En España, trincar se ha convertido en una actividad tan lucrativa como amena. Al nulo esfuerzo y escaso riesgo, suma una rentabilidad que no es sólo económica, sino también social. No me refiero, por supuesto, a la humilde sustracción de carteras, que eso sólo da para un mediano pasar, sino al latrocinio de “alto standing”, consistente, por lo general, en aprovechar el cargo público que ocupas para hospedar en tu caja fuerte unos millones de euros más o menos huérfanos, y luego mandarlos de veraneo a algún paraíso fiscal. De esta caridad bien entendida, lo frecuente es que nadie se entere, aunque todo el mundo la conozca.

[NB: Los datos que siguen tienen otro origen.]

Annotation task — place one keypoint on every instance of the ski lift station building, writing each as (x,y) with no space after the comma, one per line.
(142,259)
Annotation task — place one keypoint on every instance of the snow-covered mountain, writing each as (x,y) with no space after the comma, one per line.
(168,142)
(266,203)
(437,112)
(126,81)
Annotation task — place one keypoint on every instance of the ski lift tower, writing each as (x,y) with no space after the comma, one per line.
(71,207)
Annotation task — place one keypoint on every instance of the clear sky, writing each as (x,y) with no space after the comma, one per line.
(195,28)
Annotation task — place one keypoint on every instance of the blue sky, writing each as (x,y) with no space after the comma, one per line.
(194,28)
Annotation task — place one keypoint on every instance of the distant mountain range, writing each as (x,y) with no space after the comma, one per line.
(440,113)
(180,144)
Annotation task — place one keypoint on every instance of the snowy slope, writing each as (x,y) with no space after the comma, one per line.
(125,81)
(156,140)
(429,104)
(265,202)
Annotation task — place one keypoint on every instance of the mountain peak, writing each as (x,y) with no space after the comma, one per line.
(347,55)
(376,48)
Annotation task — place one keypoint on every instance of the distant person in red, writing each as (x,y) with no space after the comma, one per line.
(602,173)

También ocurre a veces, sobre todo cuando a los telediarios se les pone cara de palo, que va un juez y tira de la manta. A eso está expuesto cualquier hijo de vecino, por aquello de que los pájaros cantan. En el peor de los escenarios, te ves en la cárcel, como Segismundo, pero con mucho más público y micrófonos, apurando qué delito cometiste. Y como las cárceles de ahora ya no son lo que eran, y la sociedad te permite pagar las condenas en cómodos plazos, las penas se hacen muy llevaderas. Y mejoran con pan.

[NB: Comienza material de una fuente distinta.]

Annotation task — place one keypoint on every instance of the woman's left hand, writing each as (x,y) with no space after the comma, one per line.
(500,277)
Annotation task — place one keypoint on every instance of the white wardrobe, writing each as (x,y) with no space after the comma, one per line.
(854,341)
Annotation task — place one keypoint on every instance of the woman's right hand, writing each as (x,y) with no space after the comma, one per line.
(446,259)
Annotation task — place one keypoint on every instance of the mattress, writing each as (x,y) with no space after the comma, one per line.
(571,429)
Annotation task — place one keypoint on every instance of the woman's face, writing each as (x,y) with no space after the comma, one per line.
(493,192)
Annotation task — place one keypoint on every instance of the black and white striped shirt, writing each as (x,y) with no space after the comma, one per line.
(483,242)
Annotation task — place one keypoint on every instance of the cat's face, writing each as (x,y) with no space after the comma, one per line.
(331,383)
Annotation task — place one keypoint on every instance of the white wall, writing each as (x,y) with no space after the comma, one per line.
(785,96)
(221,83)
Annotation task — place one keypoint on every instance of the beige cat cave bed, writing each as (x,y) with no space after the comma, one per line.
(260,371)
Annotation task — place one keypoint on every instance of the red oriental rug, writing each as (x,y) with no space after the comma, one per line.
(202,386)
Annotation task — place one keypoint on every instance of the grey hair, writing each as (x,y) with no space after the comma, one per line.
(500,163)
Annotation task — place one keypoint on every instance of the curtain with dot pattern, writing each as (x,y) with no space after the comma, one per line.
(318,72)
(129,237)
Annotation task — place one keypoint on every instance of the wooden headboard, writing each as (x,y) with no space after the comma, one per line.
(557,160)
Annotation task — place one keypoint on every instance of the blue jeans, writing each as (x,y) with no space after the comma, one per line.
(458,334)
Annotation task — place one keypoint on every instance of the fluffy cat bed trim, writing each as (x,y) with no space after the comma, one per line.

Pero el “good deal”, lo que se dice el negocio, llega al final del camino, cuando te dan el alta en chirona y descubres que el botín sigue estando a buen recaudo, y que encima las cadenas de televisión se rifan tus memorias. Luis Roldán cobrará 50.000 euros por contarnos su aventura carcelaria, y parece que Julián Muñoz ingresará 350.000 del ala por relatarnos la suya, enriquecida con episodios románticos. Veremos cuánta audiencia convoca su dorado sufrimiento. Si estos dos caballeros son estrellas, qué mal debe de estar el firmamento.